Your local disk will be used as the default storage location and a cache.
Each file stored in Bazil is divided into chunks, hashed in a Merkle tree, and stored into a Content-Addressed Store (CAS). Chunk sizes may vary across files, but each file uses just one chunk size; this is used for fast random access inside the file.
Using a CAS means that storing the content more than once does not take up any extra space (if using the same chunk size). Using a Merkle tree means that small updates to the file only need to store the updated chunks.

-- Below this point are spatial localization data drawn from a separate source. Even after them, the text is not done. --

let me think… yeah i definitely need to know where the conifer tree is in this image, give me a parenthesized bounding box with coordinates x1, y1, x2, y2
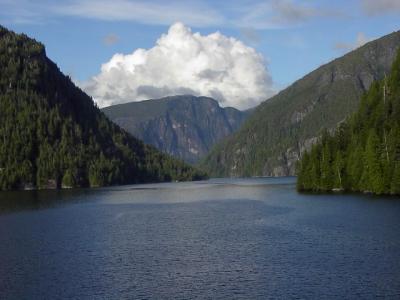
(0, 25, 207, 191)
(297, 48, 400, 195)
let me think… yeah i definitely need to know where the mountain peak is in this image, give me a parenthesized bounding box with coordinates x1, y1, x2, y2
(102, 95, 249, 164)
(201, 29, 400, 177)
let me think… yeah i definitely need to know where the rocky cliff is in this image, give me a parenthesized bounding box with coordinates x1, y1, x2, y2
(201, 30, 400, 177)
(102, 96, 249, 164)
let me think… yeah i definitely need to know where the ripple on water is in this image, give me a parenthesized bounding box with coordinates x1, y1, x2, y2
(0, 177, 399, 299)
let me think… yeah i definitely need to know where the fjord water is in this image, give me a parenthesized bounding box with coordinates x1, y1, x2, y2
(0, 178, 399, 299)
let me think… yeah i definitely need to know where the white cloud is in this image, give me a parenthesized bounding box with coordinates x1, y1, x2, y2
(0, 0, 344, 28)
(361, 0, 400, 16)
(53, 0, 224, 27)
(82, 22, 274, 110)
(334, 32, 372, 52)
(0, 0, 224, 27)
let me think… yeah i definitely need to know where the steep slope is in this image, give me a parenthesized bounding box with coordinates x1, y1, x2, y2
(297, 49, 400, 195)
(201, 30, 400, 177)
(0, 26, 206, 190)
(102, 96, 248, 164)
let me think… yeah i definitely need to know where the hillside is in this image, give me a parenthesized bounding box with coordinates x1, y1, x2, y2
(297, 49, 400, 195)
(102, 96, 248, 164)
(0, 26, 206, 190)
(201, 30, 400, 177)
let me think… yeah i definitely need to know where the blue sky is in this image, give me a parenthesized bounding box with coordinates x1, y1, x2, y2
(0, 0, 399, 108)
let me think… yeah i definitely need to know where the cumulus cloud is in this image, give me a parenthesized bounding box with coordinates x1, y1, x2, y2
(82, 22, 274, 110)
(361, 0, 400, 16)
(334, 32, 372, 52)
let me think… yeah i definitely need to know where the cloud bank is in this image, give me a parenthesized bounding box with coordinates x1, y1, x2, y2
(83, 23, 273, 109)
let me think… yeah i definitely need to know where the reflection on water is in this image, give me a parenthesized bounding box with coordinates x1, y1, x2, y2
(0, 177, 297, 213)
(0, 177, 399, 299)
(0, 188, 94, 213)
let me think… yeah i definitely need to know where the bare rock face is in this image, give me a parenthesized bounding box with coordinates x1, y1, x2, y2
(201, 30, 400, 177)
(102, 96, 249, 164)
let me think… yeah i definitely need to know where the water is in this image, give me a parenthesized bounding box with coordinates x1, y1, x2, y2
(0, 177, 399, 299)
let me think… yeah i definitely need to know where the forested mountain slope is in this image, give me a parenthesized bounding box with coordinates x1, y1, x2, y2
(297, 49, 400, 195)
(102, 96, 248, 164)
(201, 30, 400, 177)
(0, 26, 205, 190)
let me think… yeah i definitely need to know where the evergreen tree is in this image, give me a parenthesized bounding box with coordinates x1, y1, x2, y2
(391, 162, 400, 194)
(0, 25, 207, 191)
(365, 129, 385, 194)
(297, 48, 400, 195)
(333, 151, 344, 189)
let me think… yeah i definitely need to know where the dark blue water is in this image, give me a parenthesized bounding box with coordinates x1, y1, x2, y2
(0, 177, 399, 299)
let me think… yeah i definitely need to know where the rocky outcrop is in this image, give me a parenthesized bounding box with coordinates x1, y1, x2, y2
(201, 30, 400, 177)
(102, 96, 249, 164)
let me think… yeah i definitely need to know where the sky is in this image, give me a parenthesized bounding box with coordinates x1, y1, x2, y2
(0, 0, 399, 109)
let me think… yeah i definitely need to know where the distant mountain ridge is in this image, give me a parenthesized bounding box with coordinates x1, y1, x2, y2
(0, 25, 205, 190)
(102, 95, 249, 164)
(201, 30, 400, 177)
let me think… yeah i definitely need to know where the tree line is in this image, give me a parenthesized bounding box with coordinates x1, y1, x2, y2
(297, 49, 400, 195)
(0, 26, 206, 190)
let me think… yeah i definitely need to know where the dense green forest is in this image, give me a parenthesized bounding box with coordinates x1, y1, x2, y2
(297, 49, 400, 195)
(0, 26, 206, 190)
(200, 30, 400, 178)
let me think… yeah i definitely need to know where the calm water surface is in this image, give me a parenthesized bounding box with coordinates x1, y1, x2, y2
(0, 177, 399, 299)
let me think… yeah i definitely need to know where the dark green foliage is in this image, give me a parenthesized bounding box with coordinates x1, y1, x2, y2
(0, 26, 206, 190)
(201, 30, 400, 177)
(297, 49, 400, 195)
(391, 162, 400, 194)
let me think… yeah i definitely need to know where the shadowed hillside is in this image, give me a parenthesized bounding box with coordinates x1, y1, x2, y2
(201, 30, 400, 178)
(0, 26, 206, 190)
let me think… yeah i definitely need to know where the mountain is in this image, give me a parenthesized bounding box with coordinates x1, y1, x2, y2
(201, 30, 400, 177)
(102, 96, 249, 164)
(0, 26, 206, 190)
(297, 48, 400, 195)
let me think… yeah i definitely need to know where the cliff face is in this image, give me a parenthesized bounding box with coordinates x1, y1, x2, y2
(102, 96, 249, 164)
(201, 30, 400, 177)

The Merkle tree also ensures data integrity. Knowing the hash at the root of the tree means none of the content below can have changed, maliciously or by bitrot.
Convergent encryption means data is encrypted with a secret key derived from the data itself. Bazil uses an extra secret to limit the scope to people you wish to share and/or deduplicate data with.
Each chunk stored in CAS is encrypted and authenticated with a NaCl secretbox, with a configured secret and a nonce derived from a personalized Blake2 hash of the key (which is another personalized Blake2 hash of the content). The encrypted data is identified by a new key, which is again a personalized Blake2 hash of the old key, keyed by the configured secret.
Trickling every single file content change as Merkle trees of directories all the way to the top of the root of the volume would be a lot of extra work. Instead, Bazil takes the hybrid approach: directories are stored in the CAS only when taking a snapshot; live data lives in a key-value database.
The directory contents are stored as <dir_inode><basename>
->
<file_metadata>
. This makes readdir+stat
fast, while always
serving directories in alphabetical order.
There is currently no support for multiple directory entries pointing to the same inode, aka hard links.
Taking a snapshot writes the directory contents from the database to the CAS, thereby archiving a snapshot of the state of the volume.
Snapshots are created and accessed through the top-level .snap
pseudo-directory. A new snapshot can be taken simply with mkdir
.
$ echo Hello >greeting
$ mkdir .snap/remember-me
$ rm greeting
$ cat .snap/remember-me/greeting
Hello
The inode space is partitioned so that this and other dynamic content gets distinct inode numbers that never collide with allocated inodes.